Upgrade an extension instance

As noted earlier, if you set auto-upgrade-minor-version to true, the extension is automatically upgraded when a new minor version is released. For most scenarios, we recommend that you enable automatic upgrades. If you set auto-upgrade-minor-version to false, you must upgrade the extension manually if you want a more recent version.

Manual upgrades also are required to get a new major instance of an extension. You can choose when to upgrade to avoid any unexpected breaking changes in major version upgrades.

To manually upgrade an extension instance, use k8s-extension update and set the version parameter.

This example updates an zure Key Vault Secrets Provider instance to version x.y.z:

az k8s-extension update --cluster-name <clusterName> --resource-group <resourceGroupName> --cluster-type connectedClusters --name akvsecretsprovider --version x.y.z

Delete an extension instance

To delete an extension instance on a cluster, use the k8s-extension delete command. Use values from your scenario for the required parameter placeholders.
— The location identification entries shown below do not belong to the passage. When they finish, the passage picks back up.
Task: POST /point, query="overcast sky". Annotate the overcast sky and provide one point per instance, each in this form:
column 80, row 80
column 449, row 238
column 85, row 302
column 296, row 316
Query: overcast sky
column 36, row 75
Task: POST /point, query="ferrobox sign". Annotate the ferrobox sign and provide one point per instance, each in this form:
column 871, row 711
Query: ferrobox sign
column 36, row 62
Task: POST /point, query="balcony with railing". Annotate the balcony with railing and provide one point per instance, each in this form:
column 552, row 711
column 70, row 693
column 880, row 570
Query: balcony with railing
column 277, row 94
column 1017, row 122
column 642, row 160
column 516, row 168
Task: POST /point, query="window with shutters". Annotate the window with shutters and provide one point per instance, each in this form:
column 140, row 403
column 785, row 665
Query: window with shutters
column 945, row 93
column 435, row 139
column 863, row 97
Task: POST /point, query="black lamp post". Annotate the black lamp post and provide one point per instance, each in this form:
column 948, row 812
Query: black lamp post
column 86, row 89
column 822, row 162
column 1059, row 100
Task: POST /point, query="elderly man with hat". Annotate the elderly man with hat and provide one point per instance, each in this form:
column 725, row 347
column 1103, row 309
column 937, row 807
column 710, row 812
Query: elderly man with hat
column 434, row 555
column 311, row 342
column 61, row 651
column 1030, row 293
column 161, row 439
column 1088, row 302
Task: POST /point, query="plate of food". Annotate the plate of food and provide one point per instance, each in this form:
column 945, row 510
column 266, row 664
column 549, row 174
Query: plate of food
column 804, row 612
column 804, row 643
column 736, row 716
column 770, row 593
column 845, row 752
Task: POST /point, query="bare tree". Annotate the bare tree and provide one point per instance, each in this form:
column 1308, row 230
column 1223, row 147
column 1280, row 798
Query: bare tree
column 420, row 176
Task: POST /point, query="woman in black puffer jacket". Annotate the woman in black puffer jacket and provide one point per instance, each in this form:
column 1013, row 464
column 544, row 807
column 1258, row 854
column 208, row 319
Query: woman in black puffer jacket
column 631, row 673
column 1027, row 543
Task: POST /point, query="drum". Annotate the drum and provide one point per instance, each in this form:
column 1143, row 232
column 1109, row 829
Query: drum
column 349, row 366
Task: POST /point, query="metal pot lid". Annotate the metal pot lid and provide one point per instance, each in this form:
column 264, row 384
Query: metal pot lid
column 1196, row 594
az k8s-extension delete --name akvsecretsprovider --cluster-name <clusterName> --resource-group <resourceGroupName> --cluster-type connectedClusters

Note

The Azure resource that represents this extension is immediately deleted. The Helm release on the cluster that's associated with this extension is deleted only when the agents running on the Kubernetes cluster have network connectivity and can reach Azure services to get the desired state.